Copycat pages have since surfaced in a more horrible (hard to fathom), albeit a somewhat less targeted format just hours after the Aboriginal Memes page was no longer accessible: “Things that will offend people,” and “Being offensive for the hell of it”, are just some of the latest distasteful outlets which have emerged solely for the purpose of offending people.
It makes you wonder: what kind of person actually seeks out to offend others anyway? What do your friends, colleagues, and neighbours think of issues like this?
Yesterday, it was revealed that all kinds of everyday Australians had ‘liked’ the hate-filled page. People proudly ‘liked’ the appalling comments and pictures, despite many of them absent-mindedly listing their workplaces on their profiles. They were people who claimed to be from facets of our own Government: from the Australian Navy, Consumer Affairs Victoria, and Centrelink.
Sure, you’re entitled to have an opinion. But perhaps you might want to clear your personal viewpoints with your employer first to check that you’re representing their thoughts accurately too? Unless, of course, your resume declared that you were a fan of dark humour with racist overtones.
But you also have to ask if this just a case of people being too easily offended these days. Are we all just too damn sensitive?
For one thing, Tony Abbott says it’s a key word he plans to ditch from the Racial Discrimination Act if elected to office, declaring that the freedom to ‘offend’ should be a fundamental component of free speech.
The section he refers to—18C—currently deems it unlawful to do or say something that ‘‘is reasonably likely, in all the circumstances, to offend, insult, humiliate or intimidate another person or a group of people’’ on racial or ethnic grounds.

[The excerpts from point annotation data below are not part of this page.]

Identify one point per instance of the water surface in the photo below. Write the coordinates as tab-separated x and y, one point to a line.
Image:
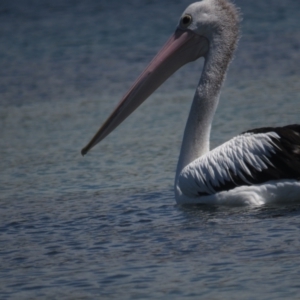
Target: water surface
106	225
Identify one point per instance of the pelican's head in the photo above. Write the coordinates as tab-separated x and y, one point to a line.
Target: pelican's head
202	25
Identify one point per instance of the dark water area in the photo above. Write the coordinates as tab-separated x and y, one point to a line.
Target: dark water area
106	226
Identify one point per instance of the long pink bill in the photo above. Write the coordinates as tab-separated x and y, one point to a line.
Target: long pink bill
181	48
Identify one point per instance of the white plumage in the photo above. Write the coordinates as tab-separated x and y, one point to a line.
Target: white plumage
259	166
213	169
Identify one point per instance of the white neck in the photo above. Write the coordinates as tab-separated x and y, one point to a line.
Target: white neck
197	131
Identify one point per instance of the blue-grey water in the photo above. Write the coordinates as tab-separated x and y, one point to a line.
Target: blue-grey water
106	226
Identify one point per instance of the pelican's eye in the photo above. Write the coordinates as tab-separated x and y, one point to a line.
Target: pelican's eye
185	21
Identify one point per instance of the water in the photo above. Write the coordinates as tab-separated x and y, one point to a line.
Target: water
106	225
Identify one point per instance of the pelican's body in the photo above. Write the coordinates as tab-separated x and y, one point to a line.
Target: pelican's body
256	167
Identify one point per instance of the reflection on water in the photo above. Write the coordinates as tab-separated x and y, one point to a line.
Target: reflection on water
107	224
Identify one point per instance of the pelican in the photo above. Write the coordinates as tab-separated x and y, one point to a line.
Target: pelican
256	167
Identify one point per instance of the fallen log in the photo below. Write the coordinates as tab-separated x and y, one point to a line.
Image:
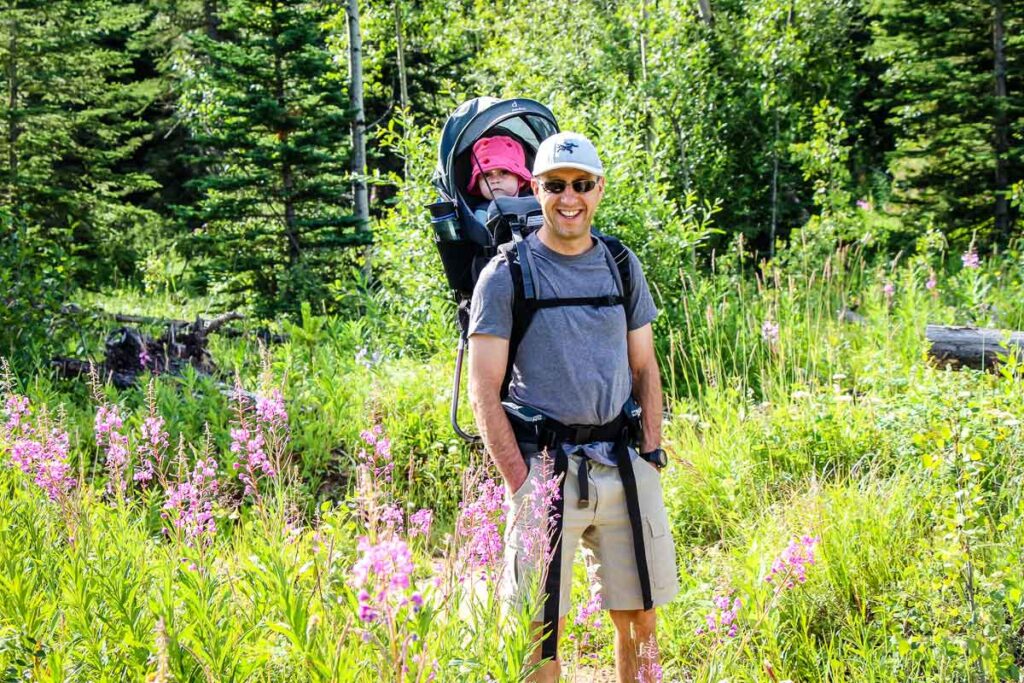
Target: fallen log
130	352
972	347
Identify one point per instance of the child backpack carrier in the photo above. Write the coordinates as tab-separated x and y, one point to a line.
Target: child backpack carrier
466	245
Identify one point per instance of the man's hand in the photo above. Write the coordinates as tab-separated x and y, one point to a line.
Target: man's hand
646	384
487	358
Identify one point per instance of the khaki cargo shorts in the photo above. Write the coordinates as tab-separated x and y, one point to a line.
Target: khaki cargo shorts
602	525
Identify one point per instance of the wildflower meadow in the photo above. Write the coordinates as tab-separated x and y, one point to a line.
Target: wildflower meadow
845	508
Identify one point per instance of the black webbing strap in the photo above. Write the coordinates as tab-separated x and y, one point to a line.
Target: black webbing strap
553	581
633	509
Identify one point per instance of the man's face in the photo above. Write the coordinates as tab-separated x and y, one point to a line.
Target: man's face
568	214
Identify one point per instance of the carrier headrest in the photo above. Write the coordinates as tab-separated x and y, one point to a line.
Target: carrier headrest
520	212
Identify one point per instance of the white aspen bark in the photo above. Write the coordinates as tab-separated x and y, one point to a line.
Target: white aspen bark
361	203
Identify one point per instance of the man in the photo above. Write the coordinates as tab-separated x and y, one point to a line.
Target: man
578	365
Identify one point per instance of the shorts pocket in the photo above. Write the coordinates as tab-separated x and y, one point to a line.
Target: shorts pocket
524	486
660	551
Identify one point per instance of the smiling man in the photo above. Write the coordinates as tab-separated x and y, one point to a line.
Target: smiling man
584	361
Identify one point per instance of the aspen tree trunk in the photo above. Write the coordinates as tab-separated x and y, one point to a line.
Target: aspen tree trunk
359	121
12	128
705	7
400	43
648	133
1001	132
402	82
287	172
210	18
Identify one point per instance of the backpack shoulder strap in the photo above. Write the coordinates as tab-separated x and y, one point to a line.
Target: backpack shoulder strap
621	256
523	301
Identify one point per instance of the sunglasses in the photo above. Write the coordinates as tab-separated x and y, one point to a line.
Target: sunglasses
581	186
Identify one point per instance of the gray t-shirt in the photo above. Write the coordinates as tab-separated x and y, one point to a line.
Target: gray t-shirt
572	363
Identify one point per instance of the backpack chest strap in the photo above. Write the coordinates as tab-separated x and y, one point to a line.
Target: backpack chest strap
599	301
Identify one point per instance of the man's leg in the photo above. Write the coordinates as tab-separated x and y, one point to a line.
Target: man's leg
551	671
636	646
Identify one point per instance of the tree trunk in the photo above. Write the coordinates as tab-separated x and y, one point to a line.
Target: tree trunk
400	48
705	7
973	347
1001	131
359	121
287	173
12	128
210	19
774	185
402	81
648	141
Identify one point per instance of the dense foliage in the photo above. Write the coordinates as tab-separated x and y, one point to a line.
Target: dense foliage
808	183
843	509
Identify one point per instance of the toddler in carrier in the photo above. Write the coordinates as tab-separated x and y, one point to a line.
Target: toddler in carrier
499	170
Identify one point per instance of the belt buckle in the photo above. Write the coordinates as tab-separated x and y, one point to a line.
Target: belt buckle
583	433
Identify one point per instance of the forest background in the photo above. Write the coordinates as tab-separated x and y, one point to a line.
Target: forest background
780	167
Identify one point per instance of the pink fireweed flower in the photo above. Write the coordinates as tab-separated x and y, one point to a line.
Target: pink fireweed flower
270	410
383	578
479	526
538	507
108	420
114	443
722	621
970	258
392	518
53	474
189	504
16	409
26	453
380	461
46	461
152	445
255	465
793	562
420	522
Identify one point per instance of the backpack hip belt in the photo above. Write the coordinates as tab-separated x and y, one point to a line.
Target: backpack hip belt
532	426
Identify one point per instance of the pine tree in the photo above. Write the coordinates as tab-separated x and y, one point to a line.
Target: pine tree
68	126
269	112
953	92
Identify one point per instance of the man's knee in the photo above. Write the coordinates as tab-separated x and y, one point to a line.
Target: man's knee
637	624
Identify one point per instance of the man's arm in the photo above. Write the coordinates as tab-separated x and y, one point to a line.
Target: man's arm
487	358
646	384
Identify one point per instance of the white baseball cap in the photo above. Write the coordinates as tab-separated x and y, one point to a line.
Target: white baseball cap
567	151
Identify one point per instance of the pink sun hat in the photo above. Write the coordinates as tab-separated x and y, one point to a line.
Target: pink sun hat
498	152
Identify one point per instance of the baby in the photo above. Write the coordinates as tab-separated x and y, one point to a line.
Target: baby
499	170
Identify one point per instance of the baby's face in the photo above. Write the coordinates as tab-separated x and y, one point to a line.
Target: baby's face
498	182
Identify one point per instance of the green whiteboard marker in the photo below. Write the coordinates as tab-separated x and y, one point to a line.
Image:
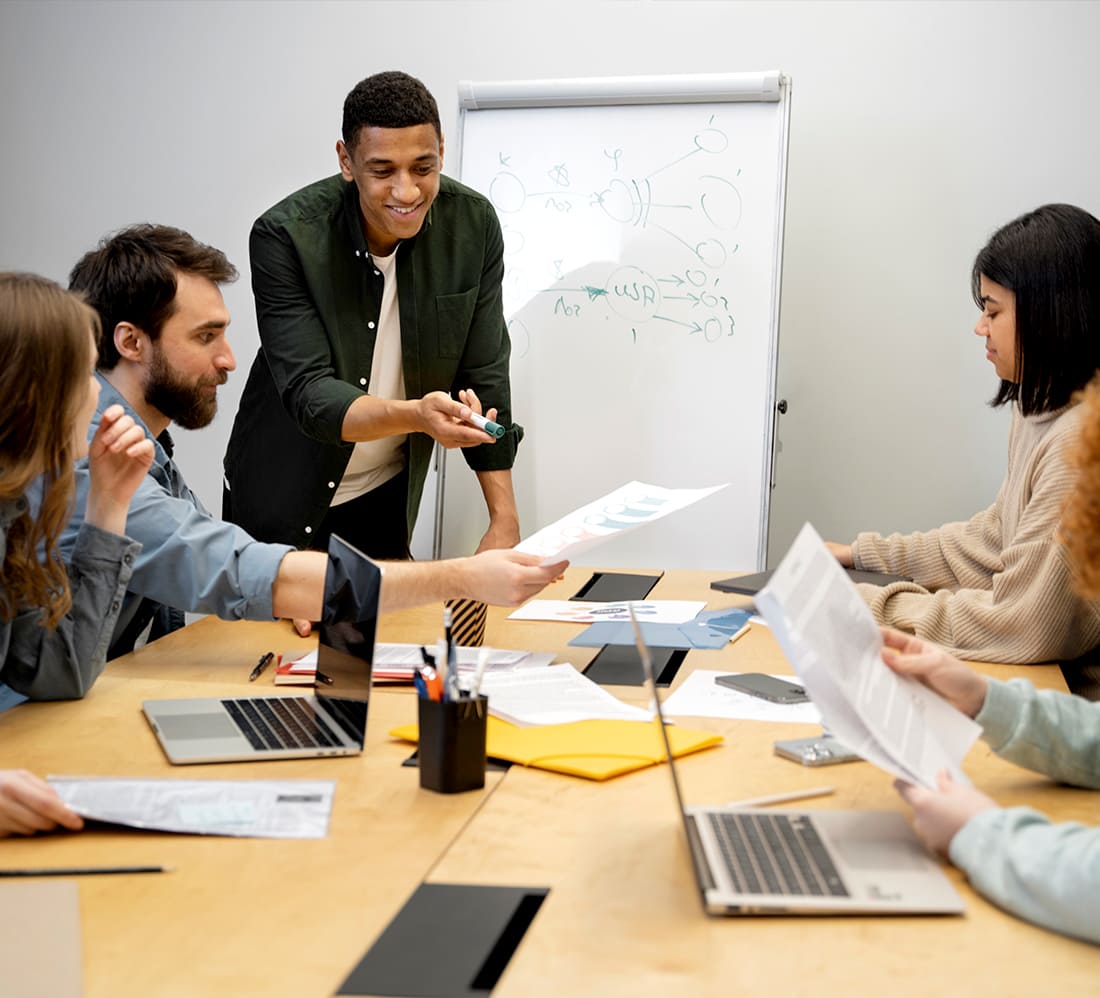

So, where is the line? Well there’s some shit that just isn’t funny. Laughing at the disadvantage that is faced by some is one such instance. But enter the clever placement of the words like ‘controversial’ or ‘humour’, and it seems you’ve got yourself some kind of justification for it.
Other pages that Facebook deems ‘controversial humour’? Well there are ‘dead baby jokes’, ‘racist jokes’, and a myriad of others that endeavour to make light of everything from disabilities to sexual preferences. On the whole, it’s shocking stuff.
But it seems that’s what it’s all about. Indeed, the creator of the page devoted to ‘dead baby jokes’ concedes it is all about the shock factor: “...it was obvious to me that these types of jokes were purely figurative, simple dramatic irony with a play on shock humor. I find it hard to see how a conscious intellectual could view these jokes as literal, but unfortunately this world is not filled with conscious individuals. Dead baby jokes are funny because they incite controversy and are unexpected.”
But perhaps a reasonable person would say they are unexpected because of how far we have truly come as a society. This kind of behaviour simply shouldn’t exist in this day and age. It many ways, it reeks of an era that our country has tried so hard to leave behind and evolve beyond.
But even before Facebook’s ‘memes’ became commonplace, this kind of scenario was already doing the rounds at pubs, dinner tables, and on television screens near you. Controversial humour, that is. It just wasn’t so readily accessible. It didn’t have the exposure that it does on social media.
Are you appalled? Disgusted? Well, you wouldn’t believe it, but the creator of ‘dead baby jokes’ has some (mostly) sensible advice for you: “...if you really are as *outrageously* offended by these jokes as you say you are, due to personal experiences, delusional moral standards, or whatever I recommend you not post on my wall, you’re not going to find sympathy or relief from your grief, you’re also not changing anything or making the world a better place, you’re giving internet trolls something to do…”
The message is this: while we can’t escape the fact that some people will offend just for the sake of it, we can do something to minimise our exposure to it—at least to some extent.